El último libro del sociólogo alemán Hartmut Rosa, heredero de la escuela de Frankfurt, es un pequeño ensayo titulado “La democracia necesita a la religión”. Su punto de fondo es que la existencia de un orden democrático depende de que los seres humanos que lo compongan estén y se mantengan abiertos a la posibilidad de ser transformados por la experiencia del contacto con otros. A esto, Rosa lo llama “resonar”. El autor destaca que no sirve sólo tener una voz, sino que es necesario cultivar el oído y el corazón. Sin un corazón dispuesto a escuchar, es imposible relacionarnos de manera no agresiva con el mundo y las personas que nos rodean.
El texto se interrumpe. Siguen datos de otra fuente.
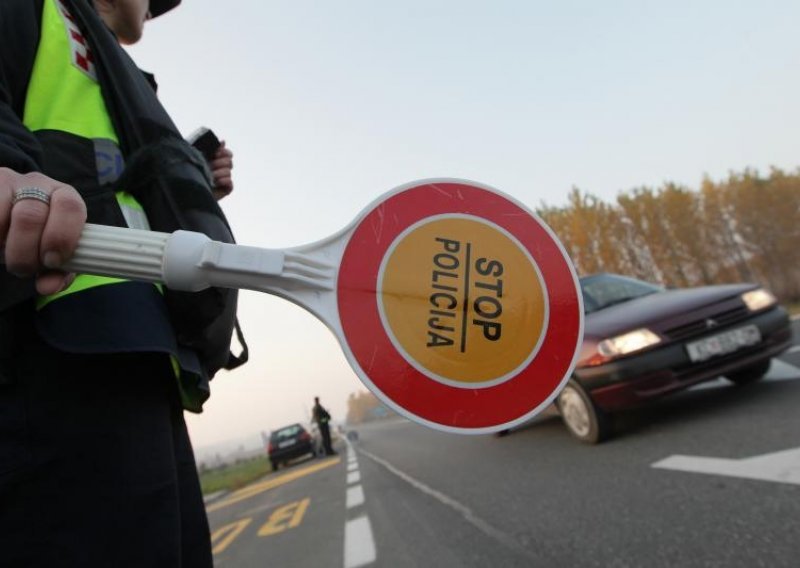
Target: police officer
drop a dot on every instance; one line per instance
(96, 467)
(323, 418)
Sin embargo, continúa el profesor Rosa, el mundo moderno basado en la aceleración, el rendimiento, el crecimiento, la manipulación y la competencia total hacen prácticamente imposible esa apertura atenta al otro. Necesitamos ser cada vez más duros, más rápidos y más fuertes sólo para mantenernos a flote. Consumir o ser consumidos. En particular, Rosa destaca que el “burnout”, esa sensación de agotamiento físico y existencial propia de nuestra era, implica el aislamiento existencial de individuos carentes de cualquier excedente de energía para algo distinto que sobrevivir. Verdaderos imbunches, cuya única apertura restante es la boca, por la que pueden gritar y comer, pero nada más.
El sociólogo alemán, finalmente, destaca que la religión y sus instituciones son de los pocos espacios en el mundo moderno no regidos por la lógica de la aceleración y el rendimiento. Y que esa reserva de paz y de la posibilidad de resonar con otros es valiosa y fundamental en la lucha por mantener viva la democracia. Rosa no identifica este potencial sólo en las iglesias, sino que también en la naturaleza, los conciertos de música y otros eventos de ese tipo.
Leyendo el librito, era difícil no recordar el lado amable del estallido social: millones de chilenos que salían a las calles justamente a resonar con otros, a abrir el propio dolor y fragilidad al resto, y abrirse al dolor y fragilidad de los demás también. Este lado terapéutico de la catarsis colectiva fue muy potente, y no debe ser olvidado, pues es reflejo justamente de los males de la modernidad identificados por Rosa. Millones de esos individuos que encuesta tras encuesta declaran no confiar en nadie, y que viven angustiados por una panoplia de miedos y problemas, salieron a las calles a abrazarse y cantar con desconocidos.
Sin embargo, el propio estallido, en su lado oscuro, devuelve a la teoría de Rosa un problema ya identificado por el antropólogo francés René Girard: la mímesis colectiva tiende a la violencia sacrificial. Ese “resonar juntos” se puede volver asesino y altamente destructivo. El salir de uno mismo, como dice Octavio Paz en “El laberinto de la soledad”, puede ser un “rajarse” tan doloroso como estéril. El deseo de ir más allá del propio yo siempre coquetea con la muerte. Y, en el estallido, fue esa potencia oscura la que terminó llevando la batuta.
Si esto es así, la teoría de Rosa se quedaría corta: la religión sería exclusivamente necesaria no sólo para la democracia, sino para la civilización humana, al ser capaz de dar cauce a la resonancia y alejarla de la violencia mimética. Desde un punto de vista cristiano, sería la eucaristía, el encuentro común con Cristo en su sacrificio, el único camino para salir de uno mismo derrotando a las fuerzas de la muerte en vez de entregándose a ellas. Lo cual, por cierto, no significa que el camino eucarístico sea el preponderante en los países cristianos.
De este modo, la pregunta por la situación y lugar de la religión en nuestro país adquiere mayor relevancia. Estos días de fiestas patrias, al igual que durante octubre de 2019, la apertura del individuo chileno -parapetado el resto del año- se traduce en una complicada mezcla de alegría compartida y violencia destructiva. Hay algo en común que nos falta, que fue arruinado. Lo que queda nos corta las alas y nos hace desconfiar hasta en nosotros mismos, pero no vemos escapatoria ni esperanza. Regenerar nuestra democracia exige buscarla en tratar de escuchar y compartir una mesa con quienes hoy tememos y odiamos. ¿Es posible algo así?